Workout Tips

The 8 Best Ways to Improve Your Squat

Follow the Lift Doctor's workout prescription for improving training performance and results.

1. Work on Better Technique

Above all, you need to dial in your technique first. If you’re technique is poor, it makes no sense to start adding more weight and injuring yourself further. There are 3 very simple cues you need to always be thinking when you squat; chest up, hips back, and knees out. Most people squat straight down, instead of pushing their hips back into a hip hinge pattern while  driving their knees out, which forces them into a vertical and more quad-dominant squatting pattern. This type of squat requires great mobility at the upper back, hips and ankles and a strong core and upper back.
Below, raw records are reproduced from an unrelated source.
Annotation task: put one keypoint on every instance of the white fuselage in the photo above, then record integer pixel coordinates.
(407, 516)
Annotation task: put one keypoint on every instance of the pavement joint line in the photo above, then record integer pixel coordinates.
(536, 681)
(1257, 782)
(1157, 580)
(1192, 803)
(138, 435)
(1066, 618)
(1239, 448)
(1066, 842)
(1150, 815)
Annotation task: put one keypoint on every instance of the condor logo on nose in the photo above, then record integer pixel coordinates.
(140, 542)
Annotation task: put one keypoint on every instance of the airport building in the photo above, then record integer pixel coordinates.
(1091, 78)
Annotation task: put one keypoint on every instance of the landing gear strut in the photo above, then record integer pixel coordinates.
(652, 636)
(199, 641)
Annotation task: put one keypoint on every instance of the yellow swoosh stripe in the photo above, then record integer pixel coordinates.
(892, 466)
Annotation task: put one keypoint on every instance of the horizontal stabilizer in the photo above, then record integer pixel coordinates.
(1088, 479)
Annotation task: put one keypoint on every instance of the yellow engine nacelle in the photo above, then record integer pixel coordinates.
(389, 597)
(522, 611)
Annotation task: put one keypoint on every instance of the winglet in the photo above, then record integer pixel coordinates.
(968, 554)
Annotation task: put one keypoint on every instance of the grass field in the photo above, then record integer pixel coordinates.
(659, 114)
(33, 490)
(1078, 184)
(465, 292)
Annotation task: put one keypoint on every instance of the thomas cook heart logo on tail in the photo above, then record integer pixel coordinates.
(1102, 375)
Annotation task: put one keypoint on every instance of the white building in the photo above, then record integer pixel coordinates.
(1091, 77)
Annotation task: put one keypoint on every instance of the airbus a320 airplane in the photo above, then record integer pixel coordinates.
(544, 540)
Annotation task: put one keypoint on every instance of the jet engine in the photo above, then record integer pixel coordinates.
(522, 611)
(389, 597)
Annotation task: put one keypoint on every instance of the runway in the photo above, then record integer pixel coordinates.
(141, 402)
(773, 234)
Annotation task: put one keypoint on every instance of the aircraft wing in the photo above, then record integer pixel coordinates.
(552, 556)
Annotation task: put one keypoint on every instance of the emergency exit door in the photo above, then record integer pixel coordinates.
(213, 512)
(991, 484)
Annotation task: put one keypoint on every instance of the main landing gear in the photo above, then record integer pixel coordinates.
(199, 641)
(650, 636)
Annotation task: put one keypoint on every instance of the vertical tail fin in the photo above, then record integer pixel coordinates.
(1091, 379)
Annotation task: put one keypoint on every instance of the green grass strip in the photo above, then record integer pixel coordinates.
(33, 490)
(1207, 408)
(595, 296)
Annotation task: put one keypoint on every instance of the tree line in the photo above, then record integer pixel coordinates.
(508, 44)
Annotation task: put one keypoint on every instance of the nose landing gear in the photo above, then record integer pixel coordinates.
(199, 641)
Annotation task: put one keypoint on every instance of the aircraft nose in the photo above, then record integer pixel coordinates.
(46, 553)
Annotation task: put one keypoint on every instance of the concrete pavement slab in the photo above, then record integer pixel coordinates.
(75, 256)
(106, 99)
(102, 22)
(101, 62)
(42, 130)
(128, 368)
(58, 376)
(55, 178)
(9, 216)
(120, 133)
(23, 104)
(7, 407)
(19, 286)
If you don’t have all of these qualities and your movement is limited, you are more likely to fall forward when the weights gets heavier.

Two drills to help you keep your chest up, push your hips back and drive your knees out are wall squats (which will load your posterior chain to a greater extent) – where you face a wall with your feet about 6” away and squat down without hitting the wall, trying to go as deep as possible – or goblet squats – where you hold a dumbbell vertically on one end and squat down keeping your chest out and driving your knees outward – will teach you proper positioning during the conventional squat pattern. 
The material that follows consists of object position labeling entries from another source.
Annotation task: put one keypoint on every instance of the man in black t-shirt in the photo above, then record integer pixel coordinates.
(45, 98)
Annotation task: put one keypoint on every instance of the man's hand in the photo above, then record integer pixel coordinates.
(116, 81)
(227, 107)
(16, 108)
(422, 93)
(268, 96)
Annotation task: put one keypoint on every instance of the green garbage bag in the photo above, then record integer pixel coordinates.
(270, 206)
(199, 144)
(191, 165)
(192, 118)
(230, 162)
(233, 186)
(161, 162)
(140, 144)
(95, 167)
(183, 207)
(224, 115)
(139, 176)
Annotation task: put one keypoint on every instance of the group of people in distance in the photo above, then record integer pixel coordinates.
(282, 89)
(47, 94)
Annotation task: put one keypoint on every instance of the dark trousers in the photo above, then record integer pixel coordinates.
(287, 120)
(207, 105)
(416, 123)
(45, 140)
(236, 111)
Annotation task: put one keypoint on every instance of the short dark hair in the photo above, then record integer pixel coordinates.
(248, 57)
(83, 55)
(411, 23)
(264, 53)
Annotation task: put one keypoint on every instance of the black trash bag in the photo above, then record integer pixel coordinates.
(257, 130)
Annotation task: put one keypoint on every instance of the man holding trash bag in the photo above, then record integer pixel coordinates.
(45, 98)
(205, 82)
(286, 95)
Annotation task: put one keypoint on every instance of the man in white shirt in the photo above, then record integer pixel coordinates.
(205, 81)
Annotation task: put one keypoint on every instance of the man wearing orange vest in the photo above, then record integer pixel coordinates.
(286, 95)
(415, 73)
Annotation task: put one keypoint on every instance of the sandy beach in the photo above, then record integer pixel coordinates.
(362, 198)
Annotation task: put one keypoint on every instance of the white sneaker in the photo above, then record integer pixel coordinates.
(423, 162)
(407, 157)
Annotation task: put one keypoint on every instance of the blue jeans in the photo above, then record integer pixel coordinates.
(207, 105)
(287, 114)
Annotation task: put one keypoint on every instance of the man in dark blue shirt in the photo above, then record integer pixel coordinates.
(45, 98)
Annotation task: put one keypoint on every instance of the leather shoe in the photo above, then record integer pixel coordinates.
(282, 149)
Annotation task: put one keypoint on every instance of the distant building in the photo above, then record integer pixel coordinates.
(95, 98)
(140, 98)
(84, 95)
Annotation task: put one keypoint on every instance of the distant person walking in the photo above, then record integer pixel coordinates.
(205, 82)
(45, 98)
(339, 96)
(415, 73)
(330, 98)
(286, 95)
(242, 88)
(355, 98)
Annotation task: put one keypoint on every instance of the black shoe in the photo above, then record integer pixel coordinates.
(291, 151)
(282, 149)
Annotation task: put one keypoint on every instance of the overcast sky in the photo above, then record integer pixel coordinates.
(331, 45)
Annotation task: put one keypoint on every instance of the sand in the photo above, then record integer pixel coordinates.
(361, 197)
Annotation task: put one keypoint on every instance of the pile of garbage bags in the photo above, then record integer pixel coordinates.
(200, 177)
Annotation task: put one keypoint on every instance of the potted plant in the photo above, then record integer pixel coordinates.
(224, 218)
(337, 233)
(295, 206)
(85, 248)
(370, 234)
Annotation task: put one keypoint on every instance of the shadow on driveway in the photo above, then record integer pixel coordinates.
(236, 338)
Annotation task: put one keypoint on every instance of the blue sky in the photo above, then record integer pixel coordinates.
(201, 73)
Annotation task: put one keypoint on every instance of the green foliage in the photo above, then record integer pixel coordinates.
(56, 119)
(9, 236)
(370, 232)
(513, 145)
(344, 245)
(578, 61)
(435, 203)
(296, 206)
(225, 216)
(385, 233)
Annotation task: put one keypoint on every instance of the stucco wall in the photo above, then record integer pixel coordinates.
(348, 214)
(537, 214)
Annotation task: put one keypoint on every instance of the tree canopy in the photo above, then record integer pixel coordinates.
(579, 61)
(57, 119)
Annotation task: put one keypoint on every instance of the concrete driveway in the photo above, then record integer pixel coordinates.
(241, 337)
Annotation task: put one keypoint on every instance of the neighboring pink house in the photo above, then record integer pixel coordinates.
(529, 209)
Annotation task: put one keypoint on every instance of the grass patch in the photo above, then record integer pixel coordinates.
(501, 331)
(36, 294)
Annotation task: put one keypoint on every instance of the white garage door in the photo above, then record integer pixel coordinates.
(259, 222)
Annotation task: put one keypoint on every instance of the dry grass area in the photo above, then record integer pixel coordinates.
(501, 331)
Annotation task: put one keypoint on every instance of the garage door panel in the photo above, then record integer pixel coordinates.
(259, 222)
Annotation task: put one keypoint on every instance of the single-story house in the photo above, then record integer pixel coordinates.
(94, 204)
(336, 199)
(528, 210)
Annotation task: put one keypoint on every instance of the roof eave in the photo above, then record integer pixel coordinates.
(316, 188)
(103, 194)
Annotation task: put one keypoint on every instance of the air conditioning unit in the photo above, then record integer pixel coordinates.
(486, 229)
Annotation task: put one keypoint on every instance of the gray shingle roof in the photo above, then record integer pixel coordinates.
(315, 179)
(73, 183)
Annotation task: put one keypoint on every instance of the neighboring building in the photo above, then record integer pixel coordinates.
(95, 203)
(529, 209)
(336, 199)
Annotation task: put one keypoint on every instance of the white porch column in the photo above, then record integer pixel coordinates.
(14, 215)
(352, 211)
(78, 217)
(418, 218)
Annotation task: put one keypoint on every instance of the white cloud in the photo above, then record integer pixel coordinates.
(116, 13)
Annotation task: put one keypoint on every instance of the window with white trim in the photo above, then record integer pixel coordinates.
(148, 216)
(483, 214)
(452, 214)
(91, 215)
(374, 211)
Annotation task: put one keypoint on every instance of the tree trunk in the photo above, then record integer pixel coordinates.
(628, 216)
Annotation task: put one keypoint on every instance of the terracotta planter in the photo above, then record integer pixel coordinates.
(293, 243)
2. Try Different Bar Positions

Try different bar positions on your back.  If you have a higher bar position – right at the base of your neck – you will need to have good mobility in your upper back, hips, and ankles to be able to keep your torso vertical during the squat.  If you don’t have this mobility and you are weak, you will more than likely tip forward as you descend into the bottom of the squat.  It is simple physics. The longer the distance from your hips to the bar (high bar position = increased moment arm), the greater the torque at the hips.  If you have a lower bar position (around mid-trap) and slightly wider stance (slightly wider than shoulder width) – you will decrease the distance from the bar to your hips (shorter moment arm) and you will have better leverage. This might allow you to stay more vertical when you squat if you have good core stability and enough hip mobility. Play around with the bar position to find the one that works best for you.